L'humanité n'a pas besoin de "gendarme", il a besoin d'un guide, qui guide qui vient à lui de sorte à ce que les autres par preuve de la bonne guidance du guide, accours vers lui.

Si partout dans le monde, l'équilibre entre hommes et femmes s'établit, les guerre viendrons à détruire cet équilibre...

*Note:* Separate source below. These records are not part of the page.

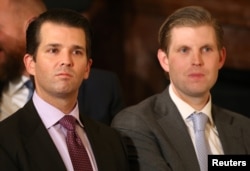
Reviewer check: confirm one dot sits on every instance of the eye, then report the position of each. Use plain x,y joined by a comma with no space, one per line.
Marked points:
77,52
206,49
53,50
183,49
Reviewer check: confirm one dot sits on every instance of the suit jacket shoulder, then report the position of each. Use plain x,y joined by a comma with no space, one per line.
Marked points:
156,135
233,129
26,145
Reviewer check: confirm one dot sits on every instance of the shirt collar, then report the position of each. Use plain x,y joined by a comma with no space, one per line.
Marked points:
186,110
51,115
16,84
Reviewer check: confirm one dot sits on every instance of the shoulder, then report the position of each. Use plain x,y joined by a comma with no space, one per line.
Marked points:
223,115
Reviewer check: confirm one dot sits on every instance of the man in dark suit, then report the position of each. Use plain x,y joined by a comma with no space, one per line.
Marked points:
35,138
99,102
160,132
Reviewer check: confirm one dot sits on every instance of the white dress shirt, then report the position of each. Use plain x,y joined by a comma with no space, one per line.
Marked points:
211,132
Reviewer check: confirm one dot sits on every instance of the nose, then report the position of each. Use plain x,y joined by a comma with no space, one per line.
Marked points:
66,60
197,59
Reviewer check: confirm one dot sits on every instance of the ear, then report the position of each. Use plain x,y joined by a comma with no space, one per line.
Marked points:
29,64
222,57
163,60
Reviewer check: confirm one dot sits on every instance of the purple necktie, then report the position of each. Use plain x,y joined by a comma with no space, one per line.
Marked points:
77,151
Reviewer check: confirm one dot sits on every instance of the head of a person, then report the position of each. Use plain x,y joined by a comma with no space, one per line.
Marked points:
15,16
191,51
58,51
191,16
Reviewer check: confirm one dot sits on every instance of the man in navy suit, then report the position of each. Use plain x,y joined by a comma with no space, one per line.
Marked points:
58,59
159,131
99,102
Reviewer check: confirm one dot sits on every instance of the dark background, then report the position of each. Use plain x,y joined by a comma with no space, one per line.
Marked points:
125,42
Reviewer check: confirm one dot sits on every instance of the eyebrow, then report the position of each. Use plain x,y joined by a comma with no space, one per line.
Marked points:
58,45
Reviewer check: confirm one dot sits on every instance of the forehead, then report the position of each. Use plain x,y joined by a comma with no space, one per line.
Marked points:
9,14
194,32
57,32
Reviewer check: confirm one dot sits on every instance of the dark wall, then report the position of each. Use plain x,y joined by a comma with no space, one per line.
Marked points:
125,42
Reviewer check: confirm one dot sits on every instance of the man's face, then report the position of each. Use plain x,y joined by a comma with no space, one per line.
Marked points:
12,43
194,60
61,61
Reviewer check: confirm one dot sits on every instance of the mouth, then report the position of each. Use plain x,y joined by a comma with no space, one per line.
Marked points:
64,75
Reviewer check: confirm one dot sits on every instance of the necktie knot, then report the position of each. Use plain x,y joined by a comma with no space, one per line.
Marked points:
199,121
30,87
68,122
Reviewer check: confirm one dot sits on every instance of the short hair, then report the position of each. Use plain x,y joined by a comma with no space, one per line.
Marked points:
188,16
58,16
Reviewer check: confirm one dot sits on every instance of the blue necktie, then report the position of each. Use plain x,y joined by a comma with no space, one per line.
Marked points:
199,121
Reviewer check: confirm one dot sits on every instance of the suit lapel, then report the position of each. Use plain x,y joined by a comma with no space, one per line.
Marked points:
39,145
230,134
176,133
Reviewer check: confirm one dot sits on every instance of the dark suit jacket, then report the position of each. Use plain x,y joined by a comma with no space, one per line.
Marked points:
26,145
100,97
157,137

La Paix et l'Amour pour La Prospérité.

Soumis par Léonard Ambassa le

A mon avis le gendarme de notre temps est la Norme et la norme créé un espace minimaliste de liberté pour chacun, sinon le monde serait une jungle.
L'humanité à toujours connu des guides Gandhi, général De galle, Mao, Mandela...Les guides sont toujours contestés dans leur temps c'est après la mort qu'on le reconnais, nous en avons donc maintenant, mais le temps n'est pas encore là pour le reconnaître si on s'en tient au débat actuel sur certain dictateurs par rapport au terrorisme dans le monde.
En revenant sur le de bat de la pauvreté sur l'axe du genre à mon avis c'est l'absence de démarche en matiere des politiques qui fait problème.
En effet les fonctionnaires en place et les gijvernants ne veulent pas se départir de leurs méthodes ils ignorent les normes de gouvernance en la matière !
La norme du PEFA permet à la fois d'identifier les problèmes et de les résoudre par échelle de priorité mais on se lance hasardeusement sans vidibikte des résultats. C'est pour mois le vrai problème couplé à celui des guerres terreristes de notre époque qui viennent arracher la vedette.
En réalité aucun État n'est suffisamment à l'abri de ce phénomène.

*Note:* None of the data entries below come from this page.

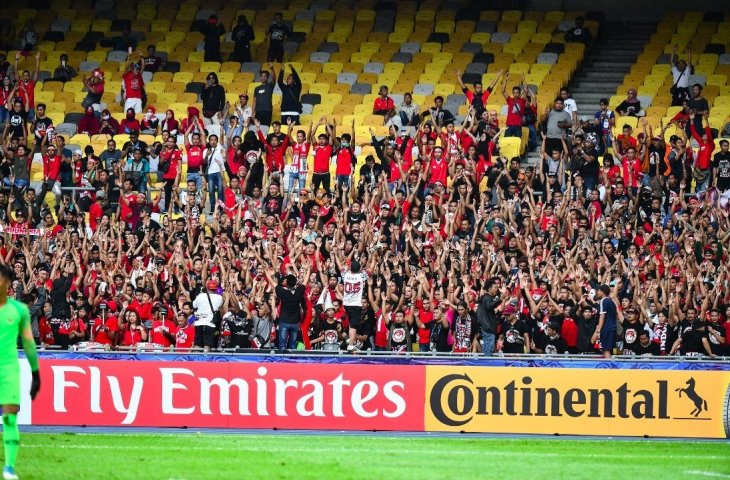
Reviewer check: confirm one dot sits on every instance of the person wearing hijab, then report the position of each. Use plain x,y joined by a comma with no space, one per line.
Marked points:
89,124
150,122
109,125
170,124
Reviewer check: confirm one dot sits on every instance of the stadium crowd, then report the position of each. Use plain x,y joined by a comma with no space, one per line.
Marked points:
438,242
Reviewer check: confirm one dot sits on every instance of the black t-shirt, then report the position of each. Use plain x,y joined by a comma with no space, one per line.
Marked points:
553,345
692,342
721,162
17,122
716,347
514,336
652,349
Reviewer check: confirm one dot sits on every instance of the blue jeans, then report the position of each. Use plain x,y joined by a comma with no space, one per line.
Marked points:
195,177
489,341
297,178
513,131
215,185
288,336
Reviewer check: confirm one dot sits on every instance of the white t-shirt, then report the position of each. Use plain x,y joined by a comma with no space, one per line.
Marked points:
203,313
353,283
216,161
683,81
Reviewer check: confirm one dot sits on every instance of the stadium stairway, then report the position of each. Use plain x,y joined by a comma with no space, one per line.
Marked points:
607,62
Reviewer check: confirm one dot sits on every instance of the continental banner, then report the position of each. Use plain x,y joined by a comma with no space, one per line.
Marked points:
663,403
591,397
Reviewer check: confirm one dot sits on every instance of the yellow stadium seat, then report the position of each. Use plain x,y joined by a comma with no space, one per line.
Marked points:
510,147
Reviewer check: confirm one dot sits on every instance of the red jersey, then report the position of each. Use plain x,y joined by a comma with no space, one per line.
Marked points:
631,171
174,158
704,155
102,329
515,111
382,105
439,171
381,329
29,88
133,85
185,336
52,167
156,334
299,151
131,336
322,154
345,160
195,158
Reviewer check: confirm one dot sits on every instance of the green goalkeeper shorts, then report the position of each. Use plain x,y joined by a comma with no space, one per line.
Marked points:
10,384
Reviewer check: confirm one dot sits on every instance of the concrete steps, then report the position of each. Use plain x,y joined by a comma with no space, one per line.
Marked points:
603,70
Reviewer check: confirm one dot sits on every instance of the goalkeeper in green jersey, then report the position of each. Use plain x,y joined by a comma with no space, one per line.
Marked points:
14,321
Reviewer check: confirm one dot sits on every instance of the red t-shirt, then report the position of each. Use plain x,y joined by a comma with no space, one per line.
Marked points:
131,336
515,111
185,336
174,158
101,335
52,167
439,171
95,214
156,335
322,154
383,104
133,85
344,161
195,158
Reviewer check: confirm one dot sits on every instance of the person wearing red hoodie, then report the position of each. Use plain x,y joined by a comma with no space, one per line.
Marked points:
703,162
129,123
89,124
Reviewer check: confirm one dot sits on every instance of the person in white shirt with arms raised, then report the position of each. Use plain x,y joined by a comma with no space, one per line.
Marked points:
353,280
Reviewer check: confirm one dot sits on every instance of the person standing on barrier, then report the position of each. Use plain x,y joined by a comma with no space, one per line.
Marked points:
207,306
488,311
291,297
606,328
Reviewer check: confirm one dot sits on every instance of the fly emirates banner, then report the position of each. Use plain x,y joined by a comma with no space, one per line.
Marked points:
672,403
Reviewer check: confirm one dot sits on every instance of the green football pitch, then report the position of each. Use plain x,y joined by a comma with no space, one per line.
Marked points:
323,456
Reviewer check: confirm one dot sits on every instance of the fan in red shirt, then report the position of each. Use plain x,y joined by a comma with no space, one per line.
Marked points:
132,332
631,169
706,143
170,159
163,329
185,333
133,84
105,329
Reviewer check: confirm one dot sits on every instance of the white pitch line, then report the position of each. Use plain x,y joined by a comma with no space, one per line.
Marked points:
706,474
249,448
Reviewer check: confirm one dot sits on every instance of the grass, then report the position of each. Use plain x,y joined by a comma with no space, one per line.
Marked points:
323,457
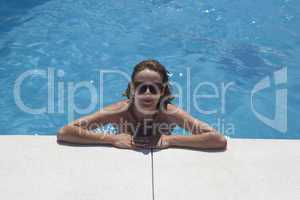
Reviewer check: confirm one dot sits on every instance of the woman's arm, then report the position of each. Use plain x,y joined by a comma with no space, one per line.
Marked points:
79,131
203,136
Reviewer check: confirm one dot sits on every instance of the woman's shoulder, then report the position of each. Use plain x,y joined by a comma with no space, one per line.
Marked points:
117,107
172,112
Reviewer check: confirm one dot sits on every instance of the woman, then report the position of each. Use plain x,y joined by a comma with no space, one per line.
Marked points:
145,119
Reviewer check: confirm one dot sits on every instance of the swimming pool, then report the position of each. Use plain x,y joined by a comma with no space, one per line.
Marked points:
233,64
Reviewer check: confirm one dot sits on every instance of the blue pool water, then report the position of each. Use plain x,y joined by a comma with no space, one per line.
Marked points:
232,50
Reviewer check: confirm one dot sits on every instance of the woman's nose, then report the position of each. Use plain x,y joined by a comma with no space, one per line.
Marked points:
147,91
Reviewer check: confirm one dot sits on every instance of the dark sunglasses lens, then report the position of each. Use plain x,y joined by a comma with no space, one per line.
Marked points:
153,88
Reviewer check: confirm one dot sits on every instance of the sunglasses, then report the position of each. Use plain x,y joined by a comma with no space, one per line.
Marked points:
154,87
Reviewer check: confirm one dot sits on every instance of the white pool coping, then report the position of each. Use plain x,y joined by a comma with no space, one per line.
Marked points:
36,167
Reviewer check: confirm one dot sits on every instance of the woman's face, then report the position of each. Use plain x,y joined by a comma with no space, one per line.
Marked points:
147,89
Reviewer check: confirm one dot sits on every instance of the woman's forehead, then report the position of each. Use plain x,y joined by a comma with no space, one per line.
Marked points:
148,75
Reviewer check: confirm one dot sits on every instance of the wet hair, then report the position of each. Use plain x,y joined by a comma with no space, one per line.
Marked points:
153,65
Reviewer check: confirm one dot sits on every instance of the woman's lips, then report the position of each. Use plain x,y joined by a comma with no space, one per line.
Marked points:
147,101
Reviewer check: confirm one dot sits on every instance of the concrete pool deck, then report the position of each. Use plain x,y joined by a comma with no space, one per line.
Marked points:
36,167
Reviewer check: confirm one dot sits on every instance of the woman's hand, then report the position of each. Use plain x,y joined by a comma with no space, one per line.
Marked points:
123,141
163,142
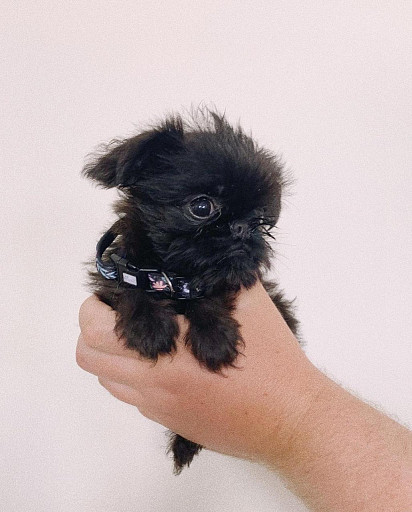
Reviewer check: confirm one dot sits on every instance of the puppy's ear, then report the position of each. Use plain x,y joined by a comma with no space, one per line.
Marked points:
122,163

Soumis par ELHADJ AHMED DEYNA le

Ik n y a jamais eu d ecard en homme et femme depuis Adam et Eve nos ancetres plutot l homme est l esclave de la femme et ses enfants son travail son gain ses economies tout pour le bienetre de la femme.pourquoi la femme est revolte contre l homme a la recherche de l egalite alors qu elle supzrieur des cas la garde des enfants depuis la grossesse juqque l elevation des enfants et autres en un mot la femme merite tous les droits.

Soumis par ELHADJ AHMED DEYNA le

Je pense thematiquement pour eradiquer la pauvrete il faut partout des revolutions agraires la transformation ou l industrialisation des produits conspmmables et les vendre a des prix abordable ect la bonne gouvernance la distribution des pib inter etats entre les composantes de la societe mondial.

Soumis par Bill le

bonjour les blogueurs. A mon humble avis la question est plus préoccupante dans d'autres aspects que celui des écarts entre hommes et femmes. Depuis 2006 à nos jours, la femme a connu une émancipation considérable dans nos différentes sociétés y compris les moins civilisées, s'illustrant par leur intégration conséquente dans les services administratifs et privés sans oublier les nombreuses coopératives féminines dans les campagnes. Je crois plutôt l'accent doit être mis sur l'éducation, la sécurité alimentaire, la paix et la création d'emplois pour la jeunesse.